IBM’s POWER9 Microprocessor: The Basis for Accelerated Systems

By Joe Clabby, Clabby Analytics

Over the past several years, all major server makers have focused on redesigning their server architectures in order to eliminate data flow bottlenecks – building what have become known as “accelerated systems”. Likewise, the major developers of database software have also found new ways to speed database processing. This combination has created a data-processing panacea for fast, efficient and affordable processing of very large databases (Big Data).

As far back as early 2013, Clabby Analytics started to report on the progress being made in accelerated system designs (our reports on VelociData, The Now Factory, IBM’s PureData system, IBM’s DB2 Analytics Accelerator and IBM Power Systems accelerated designs are available upon request).   Accelerated system designs focus on speeding workload processing by improving system throughput.
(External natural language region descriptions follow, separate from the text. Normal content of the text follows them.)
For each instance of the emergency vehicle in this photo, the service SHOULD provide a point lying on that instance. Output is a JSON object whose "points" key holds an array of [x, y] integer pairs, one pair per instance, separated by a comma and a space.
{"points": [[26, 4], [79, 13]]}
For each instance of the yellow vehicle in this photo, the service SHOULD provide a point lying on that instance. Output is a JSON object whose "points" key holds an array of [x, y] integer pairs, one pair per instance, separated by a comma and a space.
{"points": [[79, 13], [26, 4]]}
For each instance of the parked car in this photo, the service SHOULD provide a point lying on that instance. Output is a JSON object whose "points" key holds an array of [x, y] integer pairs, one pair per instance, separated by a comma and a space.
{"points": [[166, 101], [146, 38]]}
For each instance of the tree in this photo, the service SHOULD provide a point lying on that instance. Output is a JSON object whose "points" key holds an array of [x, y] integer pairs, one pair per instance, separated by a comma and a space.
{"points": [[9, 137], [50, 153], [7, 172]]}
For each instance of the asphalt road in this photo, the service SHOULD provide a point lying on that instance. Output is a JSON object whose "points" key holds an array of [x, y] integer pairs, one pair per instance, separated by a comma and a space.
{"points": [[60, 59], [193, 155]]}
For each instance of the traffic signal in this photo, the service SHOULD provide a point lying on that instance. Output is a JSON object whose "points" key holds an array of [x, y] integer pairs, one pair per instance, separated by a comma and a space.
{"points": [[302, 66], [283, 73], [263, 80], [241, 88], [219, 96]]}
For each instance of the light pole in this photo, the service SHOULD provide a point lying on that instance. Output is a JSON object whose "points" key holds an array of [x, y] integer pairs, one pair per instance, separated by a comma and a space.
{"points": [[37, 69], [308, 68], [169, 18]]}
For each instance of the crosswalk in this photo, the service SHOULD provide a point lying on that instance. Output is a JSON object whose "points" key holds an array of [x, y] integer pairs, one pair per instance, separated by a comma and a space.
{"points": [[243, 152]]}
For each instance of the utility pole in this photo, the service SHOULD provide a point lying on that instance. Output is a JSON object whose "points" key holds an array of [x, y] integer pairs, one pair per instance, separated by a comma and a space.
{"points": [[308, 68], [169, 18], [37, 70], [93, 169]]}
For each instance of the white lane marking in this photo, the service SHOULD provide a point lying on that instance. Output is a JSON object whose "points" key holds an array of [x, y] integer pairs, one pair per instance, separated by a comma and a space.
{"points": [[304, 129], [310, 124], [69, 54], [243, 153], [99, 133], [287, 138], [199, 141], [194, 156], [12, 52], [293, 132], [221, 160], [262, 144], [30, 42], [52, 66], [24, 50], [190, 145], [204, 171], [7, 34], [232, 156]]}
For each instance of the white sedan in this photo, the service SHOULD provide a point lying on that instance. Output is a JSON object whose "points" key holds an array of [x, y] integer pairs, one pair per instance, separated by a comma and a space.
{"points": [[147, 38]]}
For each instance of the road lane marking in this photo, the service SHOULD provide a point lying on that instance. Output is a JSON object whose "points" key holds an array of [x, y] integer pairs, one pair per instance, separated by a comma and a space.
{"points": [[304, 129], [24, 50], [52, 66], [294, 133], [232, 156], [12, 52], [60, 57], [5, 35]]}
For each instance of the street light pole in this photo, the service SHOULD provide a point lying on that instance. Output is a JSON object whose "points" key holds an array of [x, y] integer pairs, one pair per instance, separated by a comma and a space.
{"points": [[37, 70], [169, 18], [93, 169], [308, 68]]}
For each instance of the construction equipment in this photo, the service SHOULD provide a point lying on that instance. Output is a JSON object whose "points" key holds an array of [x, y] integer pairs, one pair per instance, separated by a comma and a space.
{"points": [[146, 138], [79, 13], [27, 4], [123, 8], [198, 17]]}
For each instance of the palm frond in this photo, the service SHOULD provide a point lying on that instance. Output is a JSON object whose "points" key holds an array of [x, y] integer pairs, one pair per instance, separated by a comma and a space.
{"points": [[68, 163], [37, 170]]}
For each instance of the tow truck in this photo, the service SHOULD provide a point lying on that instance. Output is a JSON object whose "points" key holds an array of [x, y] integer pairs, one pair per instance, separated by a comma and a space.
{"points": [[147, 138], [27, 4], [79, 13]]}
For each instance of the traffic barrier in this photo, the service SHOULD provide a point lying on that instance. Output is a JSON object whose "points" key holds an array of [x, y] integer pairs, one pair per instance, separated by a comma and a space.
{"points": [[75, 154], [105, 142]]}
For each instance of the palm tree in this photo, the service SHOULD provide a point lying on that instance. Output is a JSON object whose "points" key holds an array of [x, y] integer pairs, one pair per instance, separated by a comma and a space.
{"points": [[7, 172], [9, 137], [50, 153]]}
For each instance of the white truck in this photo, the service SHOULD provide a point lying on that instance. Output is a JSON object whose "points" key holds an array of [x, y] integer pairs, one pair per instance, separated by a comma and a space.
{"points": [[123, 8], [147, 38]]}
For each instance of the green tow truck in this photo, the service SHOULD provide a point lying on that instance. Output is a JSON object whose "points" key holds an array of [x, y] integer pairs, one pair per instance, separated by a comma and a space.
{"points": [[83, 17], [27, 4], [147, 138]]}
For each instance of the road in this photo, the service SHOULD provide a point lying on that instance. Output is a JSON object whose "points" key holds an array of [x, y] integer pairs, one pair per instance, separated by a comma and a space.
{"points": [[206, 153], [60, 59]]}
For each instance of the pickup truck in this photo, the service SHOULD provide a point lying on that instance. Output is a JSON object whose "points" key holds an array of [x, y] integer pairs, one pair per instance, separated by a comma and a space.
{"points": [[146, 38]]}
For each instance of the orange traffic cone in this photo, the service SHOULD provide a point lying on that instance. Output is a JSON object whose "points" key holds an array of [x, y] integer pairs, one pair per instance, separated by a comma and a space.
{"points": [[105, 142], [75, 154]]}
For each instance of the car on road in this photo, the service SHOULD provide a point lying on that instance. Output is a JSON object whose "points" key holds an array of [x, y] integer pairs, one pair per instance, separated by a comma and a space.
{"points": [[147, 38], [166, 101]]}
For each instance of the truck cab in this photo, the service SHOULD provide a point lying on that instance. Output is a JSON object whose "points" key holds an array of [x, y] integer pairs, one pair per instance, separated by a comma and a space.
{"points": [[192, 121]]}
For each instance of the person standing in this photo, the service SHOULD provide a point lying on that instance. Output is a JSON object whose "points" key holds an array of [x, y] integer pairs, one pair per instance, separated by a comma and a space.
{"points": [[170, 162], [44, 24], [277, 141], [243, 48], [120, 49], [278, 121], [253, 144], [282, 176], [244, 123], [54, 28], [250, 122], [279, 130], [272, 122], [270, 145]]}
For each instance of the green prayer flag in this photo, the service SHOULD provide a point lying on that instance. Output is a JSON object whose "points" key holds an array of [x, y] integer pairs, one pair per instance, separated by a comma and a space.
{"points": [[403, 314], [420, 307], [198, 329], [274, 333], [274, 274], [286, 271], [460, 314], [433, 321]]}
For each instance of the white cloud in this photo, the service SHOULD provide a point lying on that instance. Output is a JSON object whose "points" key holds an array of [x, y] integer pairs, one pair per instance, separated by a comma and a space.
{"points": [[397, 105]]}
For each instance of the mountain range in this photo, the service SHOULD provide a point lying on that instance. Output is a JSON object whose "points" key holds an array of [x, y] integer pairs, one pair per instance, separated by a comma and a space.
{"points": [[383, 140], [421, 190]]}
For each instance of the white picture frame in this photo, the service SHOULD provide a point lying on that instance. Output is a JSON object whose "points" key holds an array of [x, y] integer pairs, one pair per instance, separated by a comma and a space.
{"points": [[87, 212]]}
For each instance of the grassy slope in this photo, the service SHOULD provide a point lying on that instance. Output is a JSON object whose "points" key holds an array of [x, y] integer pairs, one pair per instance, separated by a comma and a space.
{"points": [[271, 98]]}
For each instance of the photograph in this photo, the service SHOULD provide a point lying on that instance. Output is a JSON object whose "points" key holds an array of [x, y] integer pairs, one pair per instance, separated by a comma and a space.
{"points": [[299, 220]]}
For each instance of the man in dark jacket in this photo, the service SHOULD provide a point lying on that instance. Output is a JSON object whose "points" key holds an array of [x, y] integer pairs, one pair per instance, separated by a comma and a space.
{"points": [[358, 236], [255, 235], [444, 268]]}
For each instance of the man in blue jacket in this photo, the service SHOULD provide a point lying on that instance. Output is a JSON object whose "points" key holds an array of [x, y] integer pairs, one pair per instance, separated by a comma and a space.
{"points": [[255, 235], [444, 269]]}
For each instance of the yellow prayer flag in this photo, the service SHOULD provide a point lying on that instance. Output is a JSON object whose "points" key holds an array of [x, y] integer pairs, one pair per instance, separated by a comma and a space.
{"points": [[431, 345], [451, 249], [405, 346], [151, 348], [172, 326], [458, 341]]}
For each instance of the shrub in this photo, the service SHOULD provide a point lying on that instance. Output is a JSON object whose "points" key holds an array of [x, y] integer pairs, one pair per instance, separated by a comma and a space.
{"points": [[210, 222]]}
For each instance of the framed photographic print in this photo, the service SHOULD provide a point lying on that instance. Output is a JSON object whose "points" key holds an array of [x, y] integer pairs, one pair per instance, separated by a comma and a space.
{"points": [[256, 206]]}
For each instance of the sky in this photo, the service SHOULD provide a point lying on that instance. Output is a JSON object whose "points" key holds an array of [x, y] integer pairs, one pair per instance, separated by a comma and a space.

Improved throughput is achieved in a variety of ways including increasing internal bus speed, reducing communications overhead, off-loading tasks to other types of processors, improving memory management, reducing I/O drag, tuning execution methods, creating new interfaces that streamline peripheral access to processing power, and more.

What intrigued us about the early designs was that several systems were making use of field programmable gate arrays (FPGAs) to accelerate data transfer (processing data at line speed); and some designs were also making use of graphical processing units (GPUs) to accelerate parallel processing. We also found that the makers of general purpose CPUs (especially POWER and Intel processors) were more focused than ever before on processing large amounts of data (Big Data).

In 2014 we also started tracking database accelerators (our report on IBM’s DB2 BLU Acceleration vs. SAP’s Hana vs. Oracle’s Exadata is available upon request). What we observed was that new algorithms combined with new data processing methodologies were being used to accelerate database processing speed. Also, in 2014, we noted that sales of in-memory database software from IBM, SAP, Oracle, Altibase, Exasol, Kognito, McObject, ParStream, Quartet FS, VMware and VoltDB were on the rise – helping further accelerate the processing of large amounts of data (see this report for further details).

Today, in 2016, we’re starting to see one systems vendor pull ahead of its competitors when it comes to architecting accelerated systems. In a recent briefing, IBM shared with us its plans for further accelerating its current POWER8-based servers – and IBM also shared its future plans for its next generation POWER9 architecture.

Why Accelerated Systems?

Traditional server designs can be used to process Big Data, technical and cognitive workloads. But the bigger question is: “how efficiently?” Accelerated systems can operate exponentially faster than traditional designs – and this speed advantage results in the ability to process more and more data at a significantly lower cost.

Anecdote: When the computer system salesman told an IT executive that his new system could process data exponentially faster than the current system – the executive said “I don’t care about ‘exponentially faster’ claims”. The salesman, not missing a beat, then said “Okay – let me rephrase: How would you like to use significantly fewer systems and pay for significantly fewer software licenses in order to process your workloads?” The IT executive was suddenly more interested.

IBM POWER8 Accelerated Systems

In June, 2014, Clabby Analytics took a close look at IBM’s POWER8 architecture when we compared it to Intel’s E5 v2 architecture (see this report). We found that both microprocessor/server environments had been designed to process Web, file and print, email, database, vertical-specific applications, high performance computing and cloud workloads.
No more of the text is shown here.